MS in Chemistry, 2001
Florida International University, Miami, FL
Advisor: Dr. Stanislaw F. Wnuk
PhD in Analytical Chemistry, 2006
Washington State University, Pullman, WA
Advisor: Dr. James E. Bruce, Department of Genome Sciences, University of Washington
Postdoctoral Research Associate (Aug. 2006- Dec. 2009)
Pacific Northwest National Laboratory, Richland, WA
Advisor: Dr. Richard D. Smith
Research Fellow (Dec. 2009 - July 2012)
National Institute of Environmental Health Sciences (NIEHS),
NIH Mentor/Co-Mentor: Michael B. Fessler, MD and Dr. Kenneth B. Tomer
Dr. Saiful M. Chowdhury will be joining the University of Texas at Arlington in August of 2012. He received his B.Sc (honors) and M.Sc degree (first class in both exams) in Applied Chemistry and Chemical Technology (currently, Department of Applied Chemistry and Chemical Engineering) from University of Dhaka, Dhaka, Bangladesh. After graduation, he served as a lecturer of Chemistry and also a lecturer of Chemical Engineering and Polymer Science at two public universities of Bangladesh. He completed another MS in bio-organic chemistry from Florida International University (FIU), Miami, Fl. in 2001. During his MS studies in FIU, he worked with Dr. Stanislaw F. Wnuk and synthesized an isotope-labeled nucleoside analogue which was used to reveal mechanism of inhibition of Ribonucleotide Di Phosphate Reductases (RDPR). In 2006, he earned his PhD in Analytical Chemistry from Washington State University, Pullman WA, under the supervision of Dr. James E. Bruce, who is currently a professor of the Department of Genome Sciences at the University of Washington. During his PhD studies, he developed several mass spectrometry-based bio-analytical methods for studying protein-protein interactions and protein posttranslational modifications (PTMs). After finishing his PhD, he joined as a postdoctoral fellow in the proteomics and mass spectrometry group of Dr. Richard D. Smith in Pacific Northwest National Laboratory, Richland, WA. In his postdoctoral training in Dr. Richard D. Smith’s group at PNNL, he developed several cutting-edge proteomics tools for global and targeted discovery of protein interactions utilizing tandem affinity tags, chemical cross-linking approaches and mass spectrometry. He worked with the systems biology team at PNNL, and applied these methodologies to investigate protein interactions related to Salmonella pathogenesis and also host-pathogen interactions. From Dec. 2009 - July 2012, he was employed as a research fellow in the laboratory of respiratory biology at the National Institute of Environmental Health Sciences (NIEHS) at NIH and conducted research under the mentorship of Michael B. Fessler MD, head of the host-defense group. He was also co-mentored by Dr. Kenneth B. Tomer, head of the mass spectrometry group. At NIEHS, NIH, he studied lipid raft proteome and toll-like receptors (TLRs) signaling using mass spectrometry-based quantitative and chemical proteomics tools.
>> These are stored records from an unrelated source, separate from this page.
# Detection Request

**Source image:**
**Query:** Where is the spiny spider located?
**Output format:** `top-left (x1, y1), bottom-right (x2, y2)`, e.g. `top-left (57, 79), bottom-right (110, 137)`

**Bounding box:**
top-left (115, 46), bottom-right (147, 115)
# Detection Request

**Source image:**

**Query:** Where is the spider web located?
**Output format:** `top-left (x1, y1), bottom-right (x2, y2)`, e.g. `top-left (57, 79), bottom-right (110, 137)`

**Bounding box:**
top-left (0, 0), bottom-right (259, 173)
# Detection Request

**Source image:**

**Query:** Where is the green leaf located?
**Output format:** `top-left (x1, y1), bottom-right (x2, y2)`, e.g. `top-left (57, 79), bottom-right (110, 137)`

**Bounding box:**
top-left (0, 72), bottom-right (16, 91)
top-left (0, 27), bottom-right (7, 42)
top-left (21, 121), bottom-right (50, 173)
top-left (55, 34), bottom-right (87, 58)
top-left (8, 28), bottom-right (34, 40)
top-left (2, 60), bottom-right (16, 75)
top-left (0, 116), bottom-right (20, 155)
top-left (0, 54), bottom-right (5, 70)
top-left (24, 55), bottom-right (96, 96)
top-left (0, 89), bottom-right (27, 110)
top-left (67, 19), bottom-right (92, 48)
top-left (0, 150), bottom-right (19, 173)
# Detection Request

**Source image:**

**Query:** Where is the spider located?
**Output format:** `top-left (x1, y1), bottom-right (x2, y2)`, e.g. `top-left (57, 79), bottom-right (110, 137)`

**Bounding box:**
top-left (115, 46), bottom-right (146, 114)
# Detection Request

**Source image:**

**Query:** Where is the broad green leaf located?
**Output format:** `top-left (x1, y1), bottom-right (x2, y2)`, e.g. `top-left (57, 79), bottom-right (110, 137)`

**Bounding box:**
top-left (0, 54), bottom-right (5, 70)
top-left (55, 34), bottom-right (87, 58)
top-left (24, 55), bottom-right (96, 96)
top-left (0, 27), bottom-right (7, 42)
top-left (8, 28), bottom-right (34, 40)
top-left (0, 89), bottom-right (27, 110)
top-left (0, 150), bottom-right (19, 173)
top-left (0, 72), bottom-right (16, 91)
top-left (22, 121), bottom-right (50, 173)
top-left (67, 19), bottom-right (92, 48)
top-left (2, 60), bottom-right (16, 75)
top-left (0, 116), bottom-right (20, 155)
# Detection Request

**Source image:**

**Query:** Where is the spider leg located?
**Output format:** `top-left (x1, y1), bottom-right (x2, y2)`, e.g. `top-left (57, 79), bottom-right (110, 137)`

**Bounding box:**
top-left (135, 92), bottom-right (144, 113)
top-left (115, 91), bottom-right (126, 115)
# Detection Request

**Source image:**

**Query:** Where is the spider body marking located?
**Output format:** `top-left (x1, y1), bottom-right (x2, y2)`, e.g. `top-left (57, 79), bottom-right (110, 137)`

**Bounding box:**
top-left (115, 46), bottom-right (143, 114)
Pacific Northwest National Laboratory (PNNL) postdoctoral fellowship, Aug. 2006 - Dec. 2009.
Laboratory Directed Research and Development (LDRD) grant award, PNNL (Co-principal Investigator, total 250,000 for two years), ranked 2nd out of 22 selected grant proposals.
Fellow Award for Research Excellence (FARE), 2011: National Institute of Health (NIH).